Deletion of the deISGylating enzyme USP18 enhances tumour cell antigenicity and radiosensitivity
Pinto-Fernandez A., Salio M., Partridge T., Chen J., Vere G., Greenwood H., Olie CS., Damianou A., Scott HC., Pegg HJ., Chiarenza A., Díaz-Saez L., Smith P., Gonzalez-Lopez C., Patel B., Anderton E., Jones N., Hammonds TR., Huber K., Muschel R., Borrow P., Cerundolo V., Kessler BM.
Abstract Background Interferon (IFN) signalling pathways, a key element of the innate immune response, contribute to resistance to conventional chemotherapy, radiotherapy, and immunotherapy, and are often deregulated in cancer.
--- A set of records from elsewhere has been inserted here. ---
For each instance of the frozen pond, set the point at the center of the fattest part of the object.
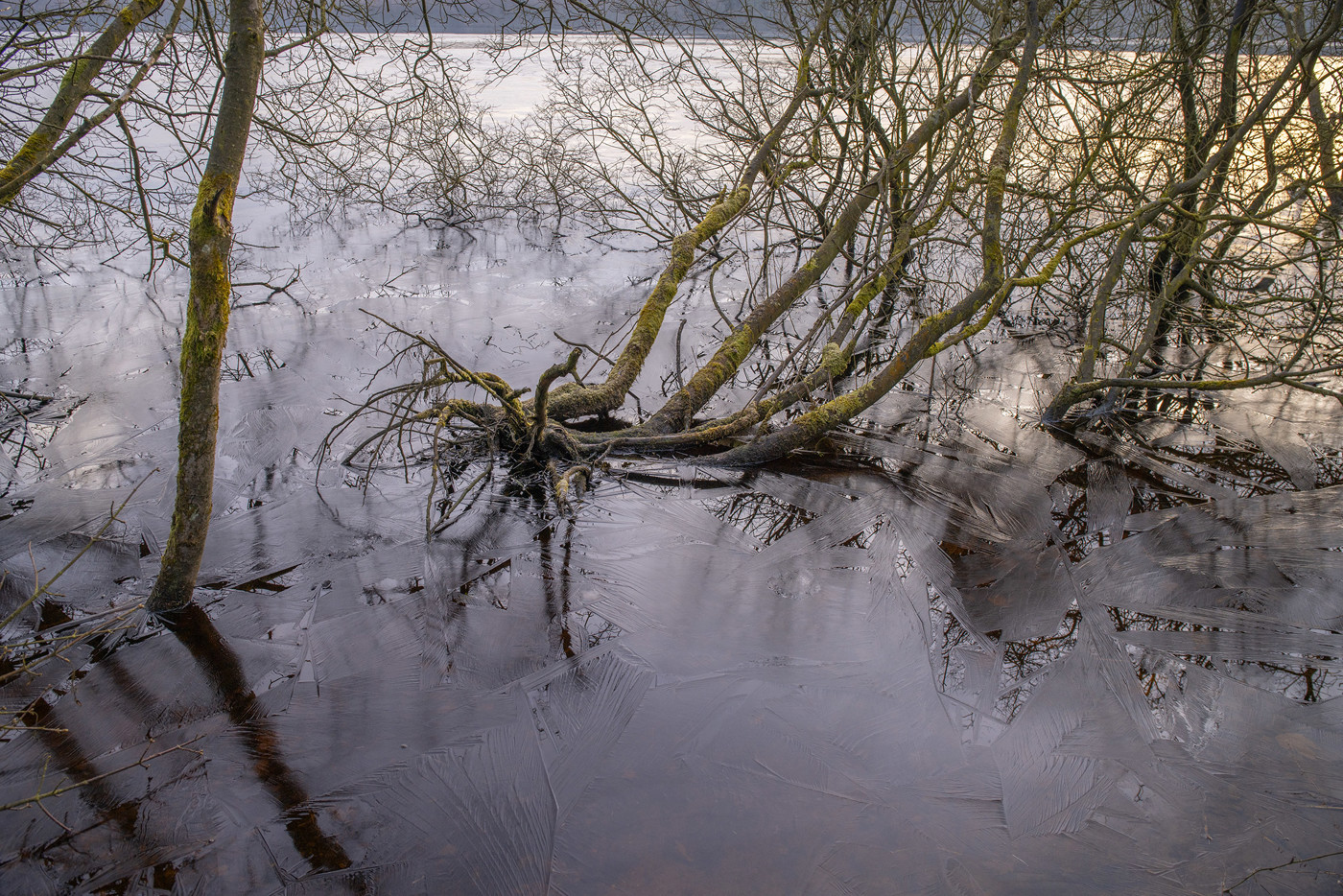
(983, 661)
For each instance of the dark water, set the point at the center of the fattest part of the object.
(980, 661)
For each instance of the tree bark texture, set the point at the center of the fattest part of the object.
(207, 308)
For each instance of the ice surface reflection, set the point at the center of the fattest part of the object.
(964, 658)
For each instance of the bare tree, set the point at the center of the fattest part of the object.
(908, 175)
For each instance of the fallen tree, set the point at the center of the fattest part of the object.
(1159, 177)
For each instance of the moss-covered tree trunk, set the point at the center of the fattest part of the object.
(207, 308)
(40, 148)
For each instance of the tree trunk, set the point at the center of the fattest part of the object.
(40, 150)
(207, 308)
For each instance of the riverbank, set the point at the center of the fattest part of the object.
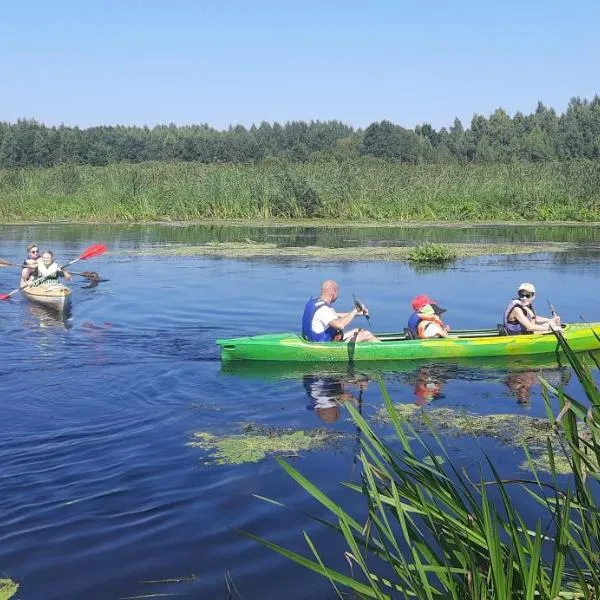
(251, 249)
(349, 191)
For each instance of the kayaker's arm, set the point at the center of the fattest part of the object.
(540, 324)
(344, 319)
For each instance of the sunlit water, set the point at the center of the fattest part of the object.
(101, 495)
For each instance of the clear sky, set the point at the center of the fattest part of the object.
(224, 62)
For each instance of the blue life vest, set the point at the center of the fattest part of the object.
(309, 312)
(413, 323)
(517, 328)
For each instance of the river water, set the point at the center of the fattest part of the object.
(102, 495)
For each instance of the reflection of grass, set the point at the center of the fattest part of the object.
(8, 589)
(513, 430)
(251, 249)
(256, 442)
(430, 530)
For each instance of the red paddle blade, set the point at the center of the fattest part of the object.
(93, 250)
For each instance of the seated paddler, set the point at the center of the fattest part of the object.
(425, 321)
(49, 269)
(520, 316)
(321, 323)
(29, 264)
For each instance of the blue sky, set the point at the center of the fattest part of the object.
(135, 62)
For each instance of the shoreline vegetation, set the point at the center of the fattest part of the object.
(250, 249)
(329, 191)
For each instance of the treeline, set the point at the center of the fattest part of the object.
(538, 137)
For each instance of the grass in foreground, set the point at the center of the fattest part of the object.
(431, 532)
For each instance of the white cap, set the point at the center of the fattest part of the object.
(527, 287)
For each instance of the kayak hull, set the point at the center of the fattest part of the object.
(290, 347)
(54, 296)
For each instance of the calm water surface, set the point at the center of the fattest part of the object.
(102, 496)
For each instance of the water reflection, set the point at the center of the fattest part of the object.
(329, 386)
(133, 235)
(39, 317)
(327, 392)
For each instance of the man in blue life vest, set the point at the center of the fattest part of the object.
(30, 264)
(425, 322)
(520, 316)
(321, 323)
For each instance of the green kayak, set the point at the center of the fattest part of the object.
(291, 347)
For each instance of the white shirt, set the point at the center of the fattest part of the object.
(433, 330)
(322, 317)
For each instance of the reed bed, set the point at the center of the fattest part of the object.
(432, 532)
(363, 189)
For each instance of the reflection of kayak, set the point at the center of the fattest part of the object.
(489, 369)
(468, 343)
(50, 295)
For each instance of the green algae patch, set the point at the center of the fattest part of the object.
(8, 588)
(255, 443)
(252, 249)
(513, 430)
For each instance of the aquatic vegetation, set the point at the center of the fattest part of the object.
(8, 588)
(433, 531)
(251, 249)
(255, 443)
(514, 430)
(430, 252)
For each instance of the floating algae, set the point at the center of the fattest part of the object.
(8, 588)
(510, 429)
(255, 443)
(252, 249)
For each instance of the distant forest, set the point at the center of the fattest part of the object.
(541, 136)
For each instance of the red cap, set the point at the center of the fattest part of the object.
(420, 301)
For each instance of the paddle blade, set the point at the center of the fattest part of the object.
(93, 250)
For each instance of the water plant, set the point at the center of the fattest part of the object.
(432, 531)
(256, 442)
(432, 253)
(8, 588)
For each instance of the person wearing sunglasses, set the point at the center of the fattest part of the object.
(520, 316)
(48, 268)
(29, 264)
(322, 323)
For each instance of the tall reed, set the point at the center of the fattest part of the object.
(431, 532)
(350, 190)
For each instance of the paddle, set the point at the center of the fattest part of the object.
(359, 306)
(92, 275)
(90, 252)
(554, 315)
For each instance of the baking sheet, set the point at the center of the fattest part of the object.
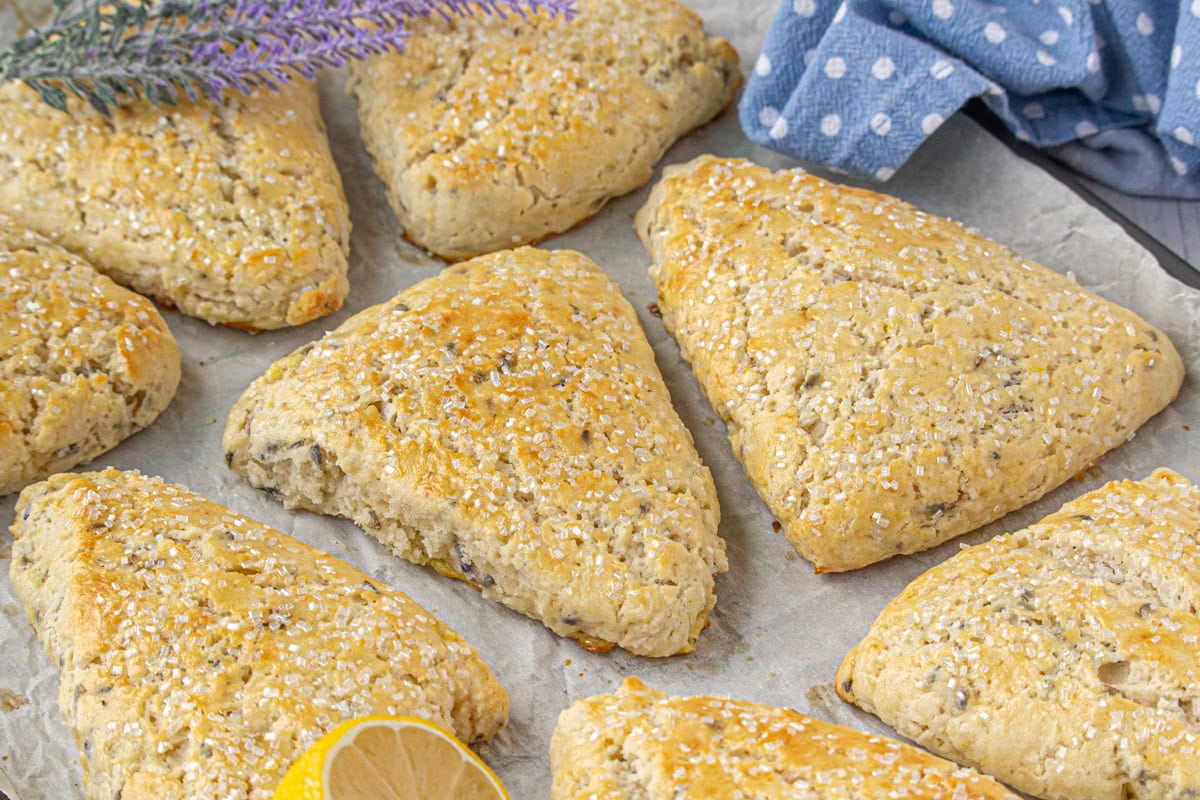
(778, 632)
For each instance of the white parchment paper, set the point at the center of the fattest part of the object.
(778, 632)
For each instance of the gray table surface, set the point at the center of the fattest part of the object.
(1175, 223)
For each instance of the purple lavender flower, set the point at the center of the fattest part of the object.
(161, 50)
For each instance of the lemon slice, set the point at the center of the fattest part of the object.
(389, 758)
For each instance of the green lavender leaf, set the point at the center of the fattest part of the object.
(103, 49)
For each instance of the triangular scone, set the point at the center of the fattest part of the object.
(889, 379)
(202, 653)
(83, 362)
(492, 131)
(1063, 659)
(505, 423)
(640, 743)
(229, 211)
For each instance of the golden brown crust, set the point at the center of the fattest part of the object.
(229, 211)
(504, 422)
(493, 132)
(84, 364)
(1063, 657)
(202, 651)
(889, 379)
(642, 744)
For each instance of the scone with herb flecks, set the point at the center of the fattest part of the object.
(496, 131)
(84, 364)
(202, 653)
(889, 379)
(640, 743)
(229, 211)
(1063, 659)
(504, 422)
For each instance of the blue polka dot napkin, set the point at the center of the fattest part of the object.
(1110, 86)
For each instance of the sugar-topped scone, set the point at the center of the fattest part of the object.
(229, 211)
(889, 379)
(202, 653)
(83, 362)
(1063, 659)
(642, 744)
(491, 132)
(505, 423)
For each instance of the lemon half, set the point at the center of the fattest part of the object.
(390, 758)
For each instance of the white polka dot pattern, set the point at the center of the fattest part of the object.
(880, 76)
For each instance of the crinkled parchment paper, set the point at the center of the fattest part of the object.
(778, 632)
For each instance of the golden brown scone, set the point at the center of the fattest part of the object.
(84, 364)
(888, 378)
(1063, 659)
(202, 653)
(493, 132)
(231, 211)
(640, 744)
(505, 423)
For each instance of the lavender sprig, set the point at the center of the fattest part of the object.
(159, 50)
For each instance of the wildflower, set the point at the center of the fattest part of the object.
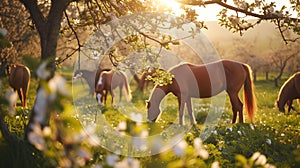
(42, 72)
(179, 148)
(40, 106)
(261, 160)
(252, 126)
(111, 159)
(12, 98)
(136, 117)
(3, 32)
(215, 164)
(47, 131)
(122, 126)
(35, 137)
(83, 153)
(58, 85)
(199, 148)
The deubiquitylating enzyme USP18 is a major negative regulator of the IFN signalling cascade and is the predominant human protease that cleaves ISG15, a ubiquitin-like protein tightly regulated in the context of innate immunity, from its modified substrate proteins in vivo. Methods In this study, using advanced proteomic techniques, we have significantly expanded the USP18-dependent ISGylome and proteome in a chronic myeloid leukaemia (CML)-derived cell line. USP18-dependent effects were explored further in CML and colorectal carcinoma cellular models. Results Novel ISGylation targets were characterised that modulate the sensing of innate ligands, antigen presentation and secretion of cytokines. Consequently, CML USP18-deficient cells are more antigenic, driving increased activation of cytotoxic T lymphocytes (CTLs) and are more susceptible to irradiation. Conclusions Our results provide strong evidence for USP18 in regulating antigenicity and radiosensitivity, highlighting its potential as a cancer target.